5. Phillips, K. A., Douglas, M. P., & Marshall, D. A. (2018). Assessing the value of next-generation sequencing. Value in Health, 21(9), 920–924.
6. Rady Children’s Institute for Genomic Medicine. (2020). Genomic sequencing for infants in intensive care yields life-changing benefits. Rady Genomics.
7. Regier, D. A., et al. (2024). Real-world diagnostic outcomes and cost-effectiveness of genome sequencing. Genetics in Medicine, 26(1), 45–53.
8. Schwarze, K., Buchanan, J., Taylor, J. C., & Wordsworth, S. (2018). Are whole-exome and whole-genome sequencing approaches cost-effective? A systematic review of the literature. Genetics in Medicine, 20(10), 1122–1130.
9. Stark, Z., Schofield, D., Martyn, M., Rynehart, L., Shrestha, R., Alam, K., Lunke, S., Tan, T. Y., Gaff, C. L., & White, S. M. (2019). Does genomic sequencing early in the diagnostic trajectory make a difference? A follow-up study of clinical outcomes and cost-effectiveness. Genetics in Medicine, 21(2), 516–523.
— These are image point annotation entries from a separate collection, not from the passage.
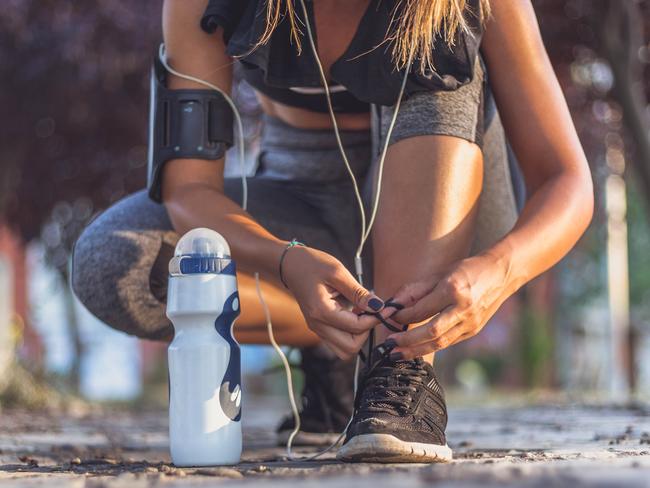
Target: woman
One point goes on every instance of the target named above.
(445, 244)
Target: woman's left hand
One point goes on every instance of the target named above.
(455, 305)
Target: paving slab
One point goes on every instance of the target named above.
(535, 445)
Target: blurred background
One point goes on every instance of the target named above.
(73, 133)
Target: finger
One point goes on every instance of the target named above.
(428, 332)
(423, 307)
(346, 320)
(450, 338)
(346, 343)
(343, 281)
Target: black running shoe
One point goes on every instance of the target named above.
(327, 400)
(400, 414)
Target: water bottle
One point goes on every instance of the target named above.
(204, 358)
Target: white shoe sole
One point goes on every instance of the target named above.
(386, 448)
(307, 438)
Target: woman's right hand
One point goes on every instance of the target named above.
(327, 294)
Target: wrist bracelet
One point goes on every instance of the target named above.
(293, 243)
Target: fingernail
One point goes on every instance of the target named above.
(396, 356)
(376, 304)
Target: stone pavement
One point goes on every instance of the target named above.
(493, 446)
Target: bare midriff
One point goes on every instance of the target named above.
(337, 21)
(306, 119)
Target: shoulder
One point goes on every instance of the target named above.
(226, 14)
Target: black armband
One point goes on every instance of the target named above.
(184, 123)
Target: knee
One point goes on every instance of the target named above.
(111, 276)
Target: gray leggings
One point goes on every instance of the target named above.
(300, 189)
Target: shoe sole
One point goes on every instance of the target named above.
(386, 448)
(307, 438)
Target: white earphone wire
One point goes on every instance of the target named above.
(365, 230)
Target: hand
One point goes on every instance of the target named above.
(325, 289)
(456, 305)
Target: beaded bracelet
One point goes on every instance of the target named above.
(293, 243)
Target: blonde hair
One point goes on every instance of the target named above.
(413, 28)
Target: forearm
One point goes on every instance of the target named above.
(252, 246)
(552, 221)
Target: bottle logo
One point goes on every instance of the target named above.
(230, 391)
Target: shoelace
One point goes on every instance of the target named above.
(389, 386)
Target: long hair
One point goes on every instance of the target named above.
(414, 26)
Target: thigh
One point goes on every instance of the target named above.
(470, 114)
(291, 209)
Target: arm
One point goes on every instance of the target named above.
(560, 206)
(193, 193)
(192, 189)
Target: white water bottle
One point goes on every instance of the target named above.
(204, 358)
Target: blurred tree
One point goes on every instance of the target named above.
(74, 105)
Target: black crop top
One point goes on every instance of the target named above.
(368, 75)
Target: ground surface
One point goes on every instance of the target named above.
(493, 446)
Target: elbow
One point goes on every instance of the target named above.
(582, 188)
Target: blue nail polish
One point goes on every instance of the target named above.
(390, 344)
(396, 356)
(376, 304)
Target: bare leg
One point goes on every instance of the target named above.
(427, 208)
(289, 326)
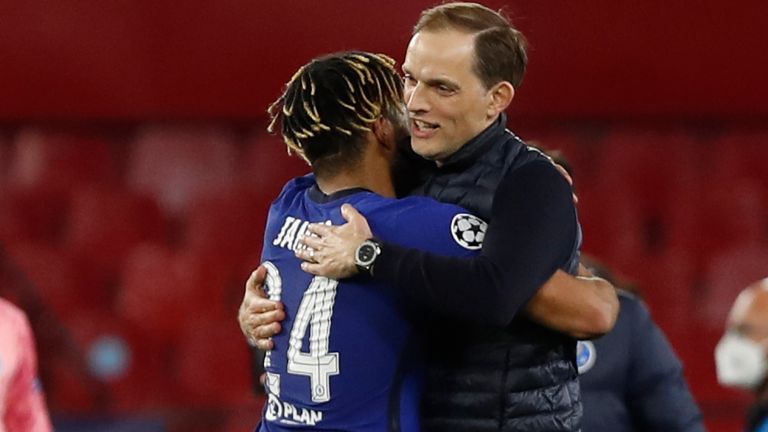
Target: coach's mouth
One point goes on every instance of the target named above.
(422, 129)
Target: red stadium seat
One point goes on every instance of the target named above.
(106, 223)
(212, 365)
(729, 215)
(163, 292)
(229, 226)
(125, 371)
(175, 164)
(60, 160)
(742, 154)
(726, 274)
(266, 165)
(653, 169)
(32, 214)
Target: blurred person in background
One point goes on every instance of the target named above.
(22, 404)
(343, 114)
(631, 378)
(741, 356)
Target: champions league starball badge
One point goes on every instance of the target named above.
(468, 231)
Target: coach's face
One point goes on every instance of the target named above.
(447, 102)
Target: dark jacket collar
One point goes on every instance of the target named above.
(477, 146)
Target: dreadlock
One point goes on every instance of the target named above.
(331, 102)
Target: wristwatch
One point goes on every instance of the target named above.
(365, 256)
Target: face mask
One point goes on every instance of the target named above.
(740, 362)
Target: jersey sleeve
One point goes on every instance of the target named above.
(27, 410)
(659, 396)
(532, 232)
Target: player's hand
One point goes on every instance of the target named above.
(331, 251)
(568, 177)
(258, 316)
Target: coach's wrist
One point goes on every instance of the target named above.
(366, 255)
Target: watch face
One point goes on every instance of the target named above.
(366, 253)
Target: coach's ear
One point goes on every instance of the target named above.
(384, 131)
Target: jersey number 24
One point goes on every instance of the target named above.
(315, 312)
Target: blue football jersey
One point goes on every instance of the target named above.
(342, 361)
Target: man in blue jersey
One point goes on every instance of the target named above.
(501, 350)
(346, 360)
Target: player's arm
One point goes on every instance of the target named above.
(26, 410)
(532, 232)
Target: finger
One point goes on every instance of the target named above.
(312, 242)
(265, 344)
(305, 255)
(355, 219)
(564, 173)
(256, 280)
(265, 318)
(348, 212)
(266, 331)
(312, 268)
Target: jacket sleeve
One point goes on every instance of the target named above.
(532, 233)
(659, 398)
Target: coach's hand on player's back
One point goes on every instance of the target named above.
(331, 251)
(258, 316)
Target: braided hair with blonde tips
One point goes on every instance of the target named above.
(332, 102)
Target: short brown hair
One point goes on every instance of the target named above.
(500, 49)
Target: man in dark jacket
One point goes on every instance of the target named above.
(631, 379)
(489, 367)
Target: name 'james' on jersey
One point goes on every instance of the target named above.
(341, 361)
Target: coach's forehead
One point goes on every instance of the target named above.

10. Stark, Z., Tan, T. Y., Chong, B., Brett, G. R., Yap, P., Walsh, M., Yeung, A., Peters, H., McGillivray, G., & White, S. M. (2016). A prospective evaluation of whole-exome sequencing as a first-tier molecular test in infants with suspected monogenic disorders. Genetics in Medicine, 18(11), 1090–1096.
11. Tan, T. Y., Dillon, O. J., Stark, Z., Schofield, D., Alam, K., Shrestha, R., Chong, B., Phelan, D., Brett, G. R., & White, S. M. (2017). Diagnostic impact and cost-effectiveness of whole-exome sequencing in children with suspected monogenic disorders. European Journal of Human Genetics, 25(6), 662–670.